There are many times over the past couple of months where I thought to myself that I should probably move to New York, yet here I am still in Philly. Part of the reason I’ve been reluctant to leave Philly is because I still thought that there were some friendships with room for growth. I didn’t want to cut off funding for friendships that have not reached their full maturity yet.

If I really wanted to prioritize my career, I probably should have moved to New York ages ago. Although remote work has saved me quite a bit of money on rent, it probably isn’t that great for a career in the long-run. After all, there is only a finite amount of time you have to build you network before you have to actually leverage your network for professional purposes. But I stayed in Philly because I thought that there was something worth staying for.

But now, as my summer friendships reach their maturity, there is less that’s keeping me in Philly. I feel my friendships have reached a point where revenues have plateaued and additional profits come from streamlining operations as opposed to organic market growth. Although I won’t be selling my positions in them (I’m not sure if there’s actually an equivalent for this in friendship), I don’t feel the need to provide additional capital to my summer friendships to achieve their operational targets.

Every day, we are faced with options of how we want to allocate our energy. In simplistic terms, we can allocate our energy in two ways: into our relationships or into ourselves.

Although life comprises of more than work and relationships (barely though, in my opinion), work and relationships comprise the only real uses of energy in my life. Art, fitness, and music are constants. These activities take virtually no effort on my part, and I engage in these activities regardless of my priorities. There is no real trade-off between my lifestyle choices and art, music, and fitness. The real constraint is the balance between work and relationships. Large decisions including where I reside and settle down are the product of either work or relationships, which have thus far not been at odds but could be at odds in the future.

We allocate more of our energy into our relationships when we see significant potential for growth in our relationships, and we allocate more of our energy into ourselves when our potential relationships do not have the same risk-adjusted yields.

The function of career and time is fairly linear. The progression from analyst to associate to VP is dependent on a set amount of time and a reasonable expection of productivity growth. With each promotion comes with a sizeable increase in total compensation as well as hierarchical importance within the industry. As long as I stay on the path I am on, assuming I don’t accidentally blow up my career, I could get a promotion every 2-3 years. I could become more competitive with additional certifications like the CFA or a master’s degree. When I’m around 28, I’ll evaluate whether I want to go to business school and restart my career in another direction. If not, I’ll be pretty happy working in finance my entire life.
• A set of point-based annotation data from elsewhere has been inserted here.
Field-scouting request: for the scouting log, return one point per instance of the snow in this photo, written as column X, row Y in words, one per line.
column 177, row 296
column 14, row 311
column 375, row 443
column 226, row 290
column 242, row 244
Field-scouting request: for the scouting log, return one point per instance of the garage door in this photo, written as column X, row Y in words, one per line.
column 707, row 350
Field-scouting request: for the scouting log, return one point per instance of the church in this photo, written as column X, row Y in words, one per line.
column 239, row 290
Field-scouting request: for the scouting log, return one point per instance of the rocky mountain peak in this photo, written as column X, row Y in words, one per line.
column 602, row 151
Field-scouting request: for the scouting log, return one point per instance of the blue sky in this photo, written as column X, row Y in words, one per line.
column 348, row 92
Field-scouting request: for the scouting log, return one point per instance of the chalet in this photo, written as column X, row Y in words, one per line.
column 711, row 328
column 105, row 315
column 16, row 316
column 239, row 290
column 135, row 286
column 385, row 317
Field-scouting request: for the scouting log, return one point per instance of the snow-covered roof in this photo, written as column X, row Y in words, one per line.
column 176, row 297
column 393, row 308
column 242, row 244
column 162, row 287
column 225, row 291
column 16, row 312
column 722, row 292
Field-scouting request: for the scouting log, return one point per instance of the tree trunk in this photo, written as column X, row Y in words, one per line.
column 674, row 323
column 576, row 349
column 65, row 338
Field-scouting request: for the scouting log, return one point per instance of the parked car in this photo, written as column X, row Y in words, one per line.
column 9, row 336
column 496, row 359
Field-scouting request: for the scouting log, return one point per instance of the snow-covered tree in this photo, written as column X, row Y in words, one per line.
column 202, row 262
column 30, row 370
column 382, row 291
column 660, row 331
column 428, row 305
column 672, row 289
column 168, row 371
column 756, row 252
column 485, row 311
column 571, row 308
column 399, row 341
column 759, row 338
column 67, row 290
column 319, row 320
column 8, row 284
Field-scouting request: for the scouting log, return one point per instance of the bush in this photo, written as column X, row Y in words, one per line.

The function of relationships and time is a random variable (pronounced: complete shitshow). Sometimes you could meet someone from the weirdest contexts and get very close to them very quickly. Other times you can just not really click with anyone for awhile. There’s little inheritance you receive from your past relationships. While for careers being an associate at one company allows you to apply for associate roles at other companies, you can’t just make another close friend after you made one close friend. Most conversations don’t really lead into anything. Yet, we still continually meet new people because there’s a chance that we could make a friend. There are a few interactions that translate into something meaningful, and that makes all the difference.
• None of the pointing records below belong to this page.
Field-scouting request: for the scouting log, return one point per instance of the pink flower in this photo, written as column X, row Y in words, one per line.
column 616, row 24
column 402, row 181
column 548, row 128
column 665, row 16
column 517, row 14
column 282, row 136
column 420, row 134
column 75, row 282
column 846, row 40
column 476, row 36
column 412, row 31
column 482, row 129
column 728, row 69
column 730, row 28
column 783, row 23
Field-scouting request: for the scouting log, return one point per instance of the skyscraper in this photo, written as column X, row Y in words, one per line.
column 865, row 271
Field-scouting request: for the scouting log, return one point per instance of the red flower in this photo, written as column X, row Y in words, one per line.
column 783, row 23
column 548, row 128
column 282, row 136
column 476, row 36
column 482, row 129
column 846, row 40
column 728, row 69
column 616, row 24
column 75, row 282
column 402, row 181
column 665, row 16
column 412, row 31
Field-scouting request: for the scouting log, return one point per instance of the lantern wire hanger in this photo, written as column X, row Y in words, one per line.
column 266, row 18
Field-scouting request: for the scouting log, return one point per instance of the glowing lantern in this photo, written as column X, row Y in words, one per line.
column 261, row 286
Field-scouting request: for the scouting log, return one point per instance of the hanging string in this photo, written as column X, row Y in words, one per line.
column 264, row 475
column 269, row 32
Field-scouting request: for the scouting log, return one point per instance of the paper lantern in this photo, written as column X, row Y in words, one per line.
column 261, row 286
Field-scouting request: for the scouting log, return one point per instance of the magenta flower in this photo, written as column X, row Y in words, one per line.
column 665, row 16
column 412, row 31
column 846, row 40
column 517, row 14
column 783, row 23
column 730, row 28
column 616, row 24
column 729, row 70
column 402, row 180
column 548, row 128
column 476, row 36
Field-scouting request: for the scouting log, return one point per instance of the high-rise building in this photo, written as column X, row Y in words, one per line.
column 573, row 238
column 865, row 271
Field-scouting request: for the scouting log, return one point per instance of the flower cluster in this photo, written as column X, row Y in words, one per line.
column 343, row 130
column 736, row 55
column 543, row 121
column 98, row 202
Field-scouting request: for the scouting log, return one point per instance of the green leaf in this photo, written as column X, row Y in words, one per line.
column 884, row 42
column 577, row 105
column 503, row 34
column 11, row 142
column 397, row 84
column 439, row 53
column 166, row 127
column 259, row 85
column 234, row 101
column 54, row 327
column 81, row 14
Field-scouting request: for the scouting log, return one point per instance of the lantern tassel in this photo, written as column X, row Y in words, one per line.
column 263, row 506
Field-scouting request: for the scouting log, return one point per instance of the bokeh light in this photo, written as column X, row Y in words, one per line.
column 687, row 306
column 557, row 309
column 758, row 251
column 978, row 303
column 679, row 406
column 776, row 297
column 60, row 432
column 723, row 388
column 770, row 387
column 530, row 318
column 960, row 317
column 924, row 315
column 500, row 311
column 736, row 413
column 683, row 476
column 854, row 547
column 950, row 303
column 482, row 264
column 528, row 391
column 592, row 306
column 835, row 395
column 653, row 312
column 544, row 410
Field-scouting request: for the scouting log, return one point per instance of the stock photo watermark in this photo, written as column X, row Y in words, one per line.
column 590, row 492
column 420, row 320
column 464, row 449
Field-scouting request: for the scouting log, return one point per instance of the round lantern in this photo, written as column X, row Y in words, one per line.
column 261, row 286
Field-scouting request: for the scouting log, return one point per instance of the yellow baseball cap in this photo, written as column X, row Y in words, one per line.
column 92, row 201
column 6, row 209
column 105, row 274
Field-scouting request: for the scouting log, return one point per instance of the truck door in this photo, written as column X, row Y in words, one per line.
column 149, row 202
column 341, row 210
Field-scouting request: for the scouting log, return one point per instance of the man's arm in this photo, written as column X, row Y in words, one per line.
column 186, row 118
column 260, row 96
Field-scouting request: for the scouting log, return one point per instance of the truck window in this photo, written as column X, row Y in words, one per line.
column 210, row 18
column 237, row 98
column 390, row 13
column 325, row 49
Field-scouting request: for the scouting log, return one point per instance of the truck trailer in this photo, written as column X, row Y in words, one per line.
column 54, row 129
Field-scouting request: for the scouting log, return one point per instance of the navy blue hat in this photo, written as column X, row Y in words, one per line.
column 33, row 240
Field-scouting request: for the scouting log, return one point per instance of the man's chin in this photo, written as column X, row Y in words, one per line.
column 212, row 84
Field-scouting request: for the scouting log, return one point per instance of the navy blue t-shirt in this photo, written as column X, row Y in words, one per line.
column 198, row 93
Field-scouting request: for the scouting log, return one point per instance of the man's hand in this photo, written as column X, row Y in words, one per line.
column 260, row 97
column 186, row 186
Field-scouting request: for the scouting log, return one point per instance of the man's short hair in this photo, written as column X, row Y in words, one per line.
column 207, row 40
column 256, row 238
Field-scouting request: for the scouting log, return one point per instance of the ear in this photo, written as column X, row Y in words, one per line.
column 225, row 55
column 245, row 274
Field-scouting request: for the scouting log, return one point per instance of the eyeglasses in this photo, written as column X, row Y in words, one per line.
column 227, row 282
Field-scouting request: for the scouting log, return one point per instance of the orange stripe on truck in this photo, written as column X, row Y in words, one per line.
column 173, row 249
Investing in your career is diversifying across US treasuries and some large-cap dividend fund. Other than a few hiccups onset by a recession here or there, the growth is steady and constant. You can’t go wrong by investing your career, but there are opportunities that you might be missing out on because of its “safe” nature. Investing in your relationships is like dumping a quarter of your savings into a pre-revenue frontier tech company with completely unproven technology. If it works out, the reward is immense. It has the ability to convince you life is meaningful, even for a little bit. If it doesn’t work out, it sucks, but it’s not the end of the world. There are more opportunities in the future.

Relationships are high beta investments. They are only worth it if the expected emotional value of its future free cash flows are better than those your career can offer.

Modern portfolio theory suggests that we should allocate along the efficient frontier, which represents the optimal allocation between risk and return. Our immediate investment opportunities are presented to us through our immediate surroundings. We can perceive the potential growth for each friendship from how quickly we perceive feelings of intimacy forming through random interactions. If a certain threshold of intimacy forms without initial investment, we could throw in a Series A and spend time intentionally outside of random interactions and turn to low-level interactions through meals or drinks. If intimacy continues to grow, then we can add additional investments into the friendship with a higher valuation through higher-level social interactions like trips and music festivals. If, at any point, the formation of intimacy slows, we lower the valuation of the friendship and stop adding additional capital.

Although virtual communication has made significant progress over the past year, I don’t think there’s ever going to be a point where friendship isn’t dependent on interaction in a shared physical space. As a result, we can only make friends with the people who are immediately around us. From experience, most of the friends I make are just a progression of mutual friends. It is quite a limited environment, but it gives a good overview of potential friendships to invest in. At the end of the day, our decision to value our career or relationships depends on our perception of the socioeconomic environment at a given moment. If the small-cap intimacy scene is prime for investing, we invest. If it is not, then we focus on higher-yielding investments on a risk-adjusted basis like our career.